Data: 2017-06-29 23:10:27
Temat: Re: plaga
Od: "Dirko" <j...@w...pl>
Pokaż wszystkie nagłówki
Użytkownik "tomek" <t...@a...ma.kota.pl> napisał w wiadomości
news:oj3nrq$u4p$1@node2.news.atman.pl...
>
> Heh... chylę czoła! to rzeczywiście guniak czerwczyk.

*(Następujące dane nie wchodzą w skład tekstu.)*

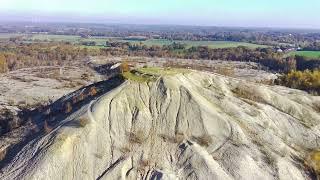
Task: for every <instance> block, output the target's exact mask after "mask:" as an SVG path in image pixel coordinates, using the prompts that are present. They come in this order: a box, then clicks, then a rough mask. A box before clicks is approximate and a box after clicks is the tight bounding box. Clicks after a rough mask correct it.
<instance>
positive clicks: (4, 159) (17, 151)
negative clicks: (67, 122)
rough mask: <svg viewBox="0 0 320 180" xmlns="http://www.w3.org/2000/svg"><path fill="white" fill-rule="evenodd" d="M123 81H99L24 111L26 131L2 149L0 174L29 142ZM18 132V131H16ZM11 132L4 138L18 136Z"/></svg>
mask: <svg viewBox="0 0 320 180" xmlns="http://www.w3.org/2000/svg"><path fill="white" fill-rule="evenodd" d="M124 81H125V79H124V78H123V77H122V76H121V75H117V76H115V77H112V78H110V79H108V80H106V81H101V82H98V83H95V84H92V85H90V86H87V87H83V88H81V89H79V90H77V91H75V92H73V93H70V94H68V95H66V96H64V97H62V98H60V99H58V100H57V101H55V102H54V103H52V104H50V105H48V106H45V107H39V108H37V109H34V110H32V111H28V110H26V111H24V112H23V113H21V117H20V118H22V119H23V120H24V125H23V126H21V127H20V128H23V129H27V132H25V133H26V134H25V135H22V136H23V137H22V138H21V140H20V141H16V142H13V143H11V145H9V146H8V147H7V148H6V149H5V150H3V149H2V151H1V152H0V153H1V156H2V158H1V159H2V160H1V159H0V172H1V169H2V168H3V167H5V165H6V164H8V163H9V162H10V161H12V160H13V159H14V157H15V156H16V155H17V153H18V152H19V151H20V150H21V149H22V148H23V147H24V146H25V145H27V144H28V143H29V142H30V141H32V140H34V139H36V138H38V137H41V136H43V135H45V134H46V133H48V129H49V130H53V129H54V128H56V127H57V126H58V125H59V123H60V122H61V121H62V120H64V119H65V118H66V117H68V116H69V115H70V114H72V113H73V112H76V111H78V110H79V109H81V108H82V107H83V106H85V105H87V104H89V103H90V102H91V101H92V100H94V99H97V98H98V97H100V96H101V95H103V94H105V93H107V92H109V91H111V90H113V89H115V88H117V87H118V86H119V85H121V84H122V83H123V82H124ZM17 132H19V131H17ZM19 135H20V134H15V133H13V132H11V133H8V134H7V135H6V136H19Z"/></svg>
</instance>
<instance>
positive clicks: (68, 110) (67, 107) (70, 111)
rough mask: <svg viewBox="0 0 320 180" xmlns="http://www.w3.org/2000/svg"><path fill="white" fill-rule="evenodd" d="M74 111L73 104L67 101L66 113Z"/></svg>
mask: <svg viewBox="0 0 320 180" xmlns="http://www.w3.org/2000/svg"><path fill="white" fill-rule="evenodd" d="M71 111H72V105H71V103H70V102H67V103H66V105H65V113H66V114H67V113H70V112H71Z"/></svg>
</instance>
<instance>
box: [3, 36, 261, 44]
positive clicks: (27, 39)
mask: <svg viewBox="0 0 320 180" xmlns="http://www.w3.org/2000/svg"><path fill="white" fill-rule="evenodd" d="M17 36H23V39H24V40H25V41H30V42H32V41H65V42H71V43H81V42H85V41H94V42H96V44H97V48H98V47H101V46H102V45H104V44H105V42H106V41H110V40H112V41H121V42H130V43H133V44H139V43H142V44H145V45H147V46H153V45H157V46H163V45H169V44H172V43H173V42H177V43H182V44H186V46H187V48H190V47H192V46H208V47H209V48H230V47H238V46H245V47H249V48H257V47H267V46H264V45H257V44H252V43H245V42H232V41H170V40H164V39H149V40H146V41H138V40H123V39H121V38H115V37H93V38H90V39H84V38H81V37H80V36H71V35H70V36H69V35H47V34H6V33H5V34H0V40H6V39H7V40H8V39H9V38H10V37H17Z"/></svg>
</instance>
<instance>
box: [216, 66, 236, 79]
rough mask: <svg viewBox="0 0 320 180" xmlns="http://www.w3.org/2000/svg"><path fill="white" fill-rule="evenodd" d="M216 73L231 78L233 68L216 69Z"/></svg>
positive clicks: (233, 71)
mask: <svg viewBox="0 0 320 180" xmlns="http://www.w3.org/2000/svg"><path fill="white" fill-rule="evenodd" d="M216 73H218V74H221V75H224V76H230V77H233V76H234V68H227V67H221V68H218V69H217V71H216Z"/></svg>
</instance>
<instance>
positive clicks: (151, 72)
mask: <svg viewBox="0 0 320 180" xmlns="http://www.w3.org/2000/svg"><path fill="white" fill-rule="evenodd" d="M189 72H190V70H187V69H174V68H158V67H148V68H140V69H138V70H131V71H128V72H124V73H122V75H123V77H124V78H125V79H127V80H131V81H136V82H140V83H143V82H151V81H156V80H157V79H158V78H159V77H160V76H168V75H175V74H180V73H189Z"/></svg>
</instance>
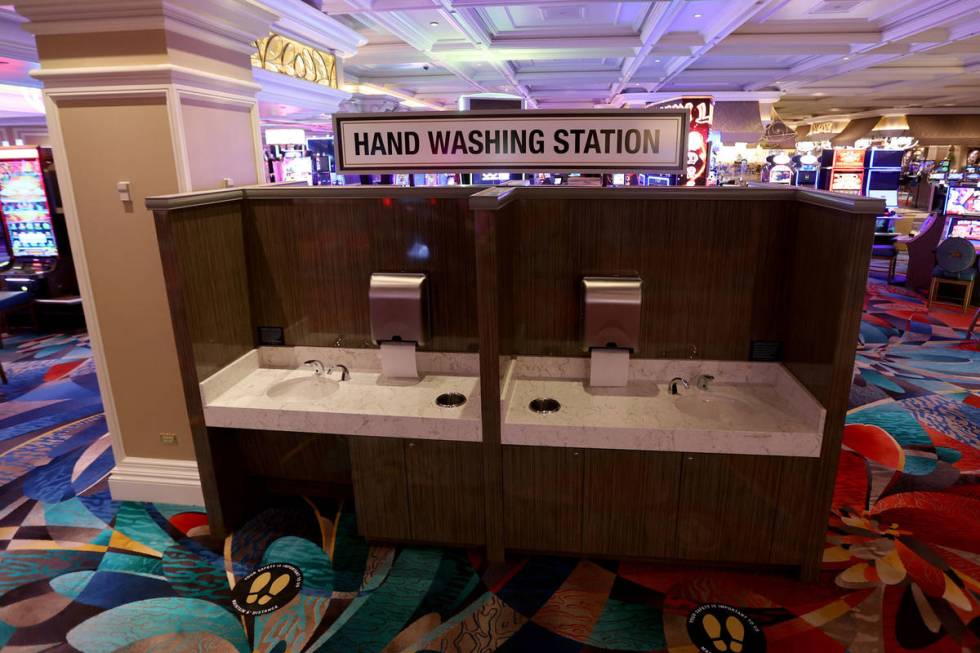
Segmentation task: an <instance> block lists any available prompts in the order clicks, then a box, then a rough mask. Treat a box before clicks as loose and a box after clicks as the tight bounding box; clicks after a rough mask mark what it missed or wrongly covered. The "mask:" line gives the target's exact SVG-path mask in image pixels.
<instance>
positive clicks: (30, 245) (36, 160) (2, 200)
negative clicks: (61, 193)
mask: <svg viewBox="0 0 980 653" xmlns="http://www.w3.org/2000/svg"><path fill="white" fill-rule="evenodd" d="M24 156H25V157H31V158H22V159H5V160H2V161H0V211H2V213H3V220H4V223H5V224H6V226H7V233H8V235H9V236H10V253H11V254H12V255H13V256H26V257H31V256H37V257H43V256H57V255H58V245H57V243H56V242H55V237H54V225H53V224H52V222H51V210H50V207H49V206H48V198H47V195H46V194H45V192H44V179H43V178H42V176H41V162H40V161H39V160H38V154H37V151H36V150H24Z"/></svg>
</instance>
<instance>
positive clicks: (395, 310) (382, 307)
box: [368, 272, 427, 345]
mask: <svg viewBox="0 0 980 653" xmlns="http://www.w3.org/2000/svg"><path fill="white" fill-rule="evenodd" d="M425 286H426V278H425V275H424V274H422V273H421V272H375V273H373V274H372V275H371V287H370V289H369V291H368V301H369V303H370V311H371V340H373V341H374V344H376V345H378V344H381V343H382V342H389V341H395V342H414V343H417V344H419V345H424V344H425V342H426V340H427V338H426V335H427V334H426V323H425V322H426V320H425V314H426V313H425V308H426V307H425V292H426V288H425Z"/></svg>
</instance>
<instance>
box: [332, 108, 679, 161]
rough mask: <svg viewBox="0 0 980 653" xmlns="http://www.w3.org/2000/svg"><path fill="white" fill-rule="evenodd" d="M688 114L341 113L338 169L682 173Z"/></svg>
mask: <svg viewBox="0 0 980 653" xmlns="http://www.w3.org/2000/svg"><path fill="white" fill-rule="evenodd" d="M687 132H688V112H687V111H686V110H673V111H664V110H660V109H623V110H609V111H520V110H506V111H467V112H412V113H397V114H393V113H380V114H334V135H335V139H336V141H335V142H336V152H337V165H338V169H339V170H338V171H339V172H341V173H346V174H359V173H361V174H362V173H367V172H370V173H388V172H401V171H417V172H422V171H425V172H436V171H444V172H455V171H473V170H486V171H493V172H505V171H507V172H522V171H556V172H557V171H569V172H576V171H591V172H614V171H635V170H643V171H654V172H669V173H679V172H683V170H684V167H685V163H686V161H687V147H686V144H687Z"/></svg>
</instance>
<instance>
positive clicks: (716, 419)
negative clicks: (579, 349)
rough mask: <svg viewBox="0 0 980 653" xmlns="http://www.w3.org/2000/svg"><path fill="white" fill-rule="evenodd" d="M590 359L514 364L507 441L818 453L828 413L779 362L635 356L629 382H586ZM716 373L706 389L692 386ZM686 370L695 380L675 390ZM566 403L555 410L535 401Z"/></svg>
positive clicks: (504, 393)
mask: <svg viewBox="0 0 980 653" xmlns="http://www.w3.org/2000/svg"><path fill="white" fill-rule="evenodd" d="M588 365H589V360H588V359H587V358H580V359H578V358H536V357H527V358H524V357H521V358H517V359H514V360H513V361H510V364H509V369H508V370H507V373H506V376H505V383H504V388H503V391H502V400H501V409H502V422H503V424H502V432H501V441H502V443H503V444H510V445H534V446H552V447H581V448H596V449H625V450H641V451H680V452H698V453H726V454H754V455H770V456H773V455H774V456H800V457H818V456H819V455H820V445H821V442H822V440H823V426H824V420H825V417H826V411H825V410H824V409H823V407H822V406H821V405H820V404H819V402H817V400H816V399H815V398H814V397H813V396H812V395H811V394H810V393H809V392H808V391H807V390H806V388H804V387H803V386H802V384H800V383H799V382H798V381H797V380H796V379H795V378H794V377H793V376H792V375H791V374H790V373H789V372H788V371H787V370H786V369H785V368H784V367H783V366H781V365H778V364H773V363H746V362H730V361H686V360H685V361H664V360H642V359H640V360H632V361H630V380H629V383H628V384H627V386H626V387H624V388H590V387H588V385H587V382H586V378H587V377H588ZM698 374H711V375H713V376H714V377H715V381H714V382H713V383H712V384H711V386H710V389H709V390H707V391H705V390H700V389H698V388H696V387H694V379H695V377H696V376H697V375H698ZM673 376H682V377H684V378H686V379H688V380H689V381H690V382H691V387H690V388H688V389H683V388H682V389H681V390H680V394H679V395H670V394H669V392H668V389H667V383H668V382H669V380H670V378H672V377H673ZM536 398H551V399H556V400H558V401H559V402H560V404H561V408H560V410H558V411H557V412H555V413H548V414H538V413H535V412H532V411H531V410H530V409H529V408H528V404H529V403H530V402H531V400H532V399H536Z"/></svg>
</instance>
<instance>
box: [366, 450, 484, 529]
mask: <svg viewBox="0 0 980 653" xmlns="http://www.w3.org/2000/svg"><path fill="white" fill-rule="evenodd" d="M350 451H351V468H352V475H353V481H354V503H355V506H356V510H357V523H358V529H359V530H360V532H361V534H362V535H363V536H364V537H366V538H367V539H369V540H407V541H415V542H427V543H434V544H451V545H478V544H482V543H483V542H484V540H485V529H486V524H485V519H484V514H485V512H484V511H485V506H484V498H483V459H482V452H481V445H480V444H478V443H471V442H443V441H437V440H405V439H401V438H380V437H358V436H354V437H351V443H350Z"/></svg>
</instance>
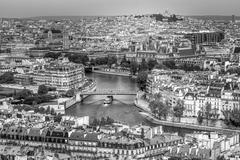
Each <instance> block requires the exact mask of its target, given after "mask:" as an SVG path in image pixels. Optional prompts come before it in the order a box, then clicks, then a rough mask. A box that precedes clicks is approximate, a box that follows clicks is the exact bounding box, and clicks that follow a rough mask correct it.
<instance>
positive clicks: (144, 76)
mask: <svg viewBox="0 0 240 160" xmlns="http://www.w3.org/2000/svg"><path fill="white" fill-rule="evenodd" d="M147 78H148V73H147V72H139V73H138V76H137V84H138V87H139V89H140V90H142V91H144V90H145V89H146V86H147Z"/></svg>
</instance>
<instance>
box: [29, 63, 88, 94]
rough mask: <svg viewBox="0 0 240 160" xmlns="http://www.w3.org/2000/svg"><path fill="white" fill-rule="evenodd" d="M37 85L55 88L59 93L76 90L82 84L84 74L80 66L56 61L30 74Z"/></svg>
mask: <svg viewBox="0 0 240 160" xmlns="http://www.w3.org/2000/svg"><path fill="white" fill-rule="evenodd" d="M31 76H32V77H33V82H34V83H36V84H37V85H42V84H44V85H47V86H52V87H56V88H57V90H59V91H67V90H70V89H77V88H79V87H81V86H82V85H83V84H84V80H85V72H84V67H83V65H81V64H75V63H71V62H68V61H56V62H53V63H50V64H48V65H46V66H45V67H44V69H41V70H37V71H35V72H34V73H32V74H31Z"/></svg>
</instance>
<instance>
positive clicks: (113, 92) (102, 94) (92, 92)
mask: <svg viewBox="0 0 240 160" xmlns="http://www.w3.org/2000/svg"><path fill="white" fill-rule="evenodd" d="M79 95H80V96H84V95H86V96H88V95H112V96H113V95H137V92H136V91H128V90H118V89H116V90H111V89H103V90H96V91H93V92H79Z"/></svg>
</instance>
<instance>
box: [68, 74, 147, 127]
mask: <svg viewBox="0 0 240 160" xmlns="http://www.w3.org/2000/svg"><path fill="white" fill-rule="evenodd" d="M86 76H87V77H89V78H91V79H94V80H96V83H97V89H100V90H101V89H104V90H106V89H111V90H118V89H119V90H126V91H137V85H136V82H135V80H134V79H131V78H129V77H123V76H115V75H104V74H98V73H88V74H86ZM105 98H106V96H101V95H94V96H89V97H87V98H85V99H84V101H83V102H82V103H78V104H76V105H74V106H72V107H71V108H69V109H68V110H67V111H66V114H68V115H72V116H89V117H90V121H92V120H93V119H94V118H97V119H101V118H102V117H105V118H106V117H111V118H113V119H114V120H116V121H119V122H122V123H127V124H129V125H131V126H133V125H137V124H141V123H144V124H149V122H147V121H146V120H145V119H144V118H143V117H142V116H141V115H140V114H139V110H138V109H137V108H136V107H135V106H134V103H133V102H134V99H135V96H129V95H128V96H125V95H117V96H114V101H113V103H112V104H110V105H107V106H106V105H104V104H103V101H104V99H105Z"/></svg>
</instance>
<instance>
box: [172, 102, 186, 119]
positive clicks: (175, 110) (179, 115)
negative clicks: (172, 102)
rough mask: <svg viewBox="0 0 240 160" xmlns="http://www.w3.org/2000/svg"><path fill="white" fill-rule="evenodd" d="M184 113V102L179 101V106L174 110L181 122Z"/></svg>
mask: <svg viewBox="0 0 240 160" xmlns="http://www.w3.org/2000/svg"><path fill="white" fill-rule="evenodd" d="M183 112H184V104H183V101H181V100H178V101H177V105H176V106H175V107H174V108H173V114H174V116H175V117H178V118H179V120H180V118H181V117H182V116H183Z"/></svg>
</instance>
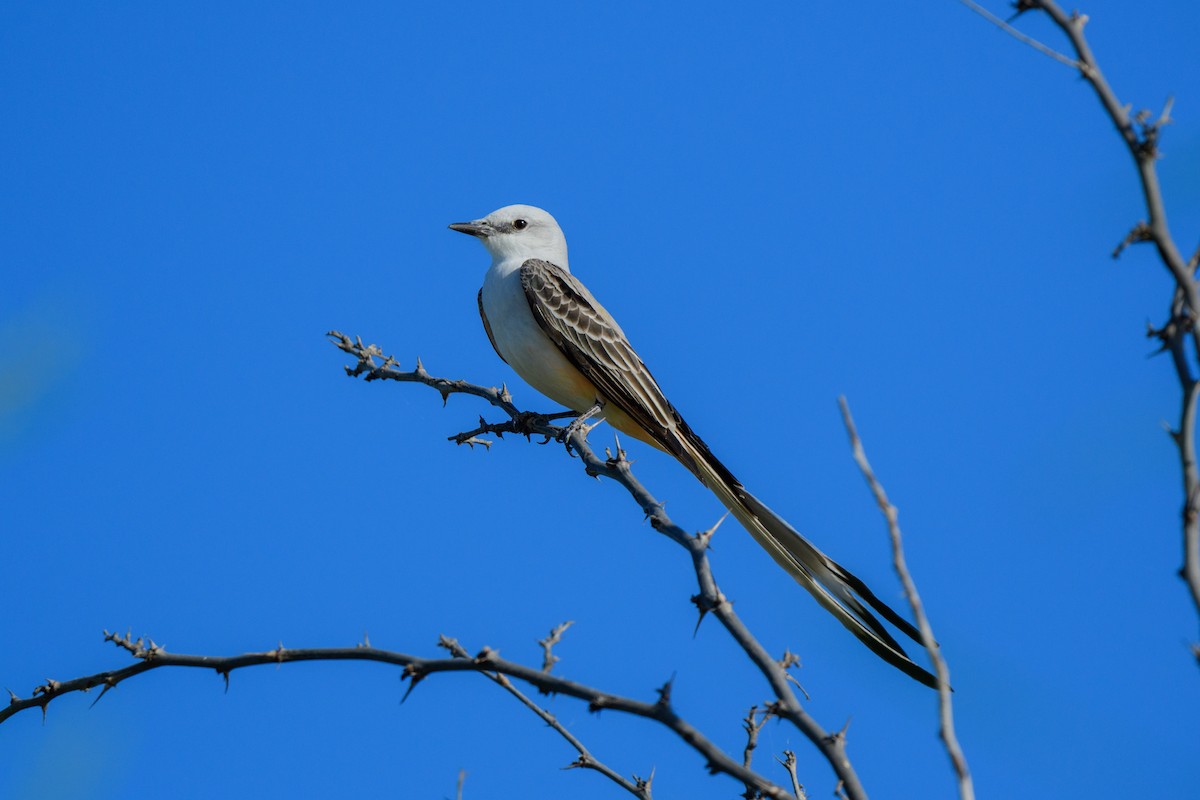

Hejka. Zamiast chylić zweryfikuj informacje bo okazuje się, że:" Guniak
czerwczyk lata o zmierzchu. Są to loty rójkowe, podczas których samice
spotyka samicę. W tym czasie wabi ich kontrastowe tło. Lubią więc gromadnie
osiadać na samotnym drzewie rosnącym w polu. "Zaczepiają" człowieka, gdy
znajdzie się o zmierzchu na polu. Musi być kontrast u Państwa w ogrodzie
(drzewo na tle jasnego budynku lub podobnie), który je wabi. Problem
guniaków wkrótce zaniknie, ale można ich liczebność nieco ograniczyć. Po
nocnym obniżeniu temperatury owady są odrętwiałe i wczesnym rankiem dość
łatwo można je otrząsać z młodych drzewek. Pod drzewami układa się płachty,
z których zbiera się strącone osobniki. Po sparzeniu wrzątkiem i wysuszeniu
są doskonałą karmą dla ryb, drobiu i trzody chlewnej." (radzi prof.Stanisław
Ignatowicz)
Pozdrawiam kulinarnie Ja...cki
PS Decisem pewnie wytrujesz pszczoły i inne poźyteczne owady bo nie będzie
Ci się chciało przeczytać instrukcji tego insektycydu.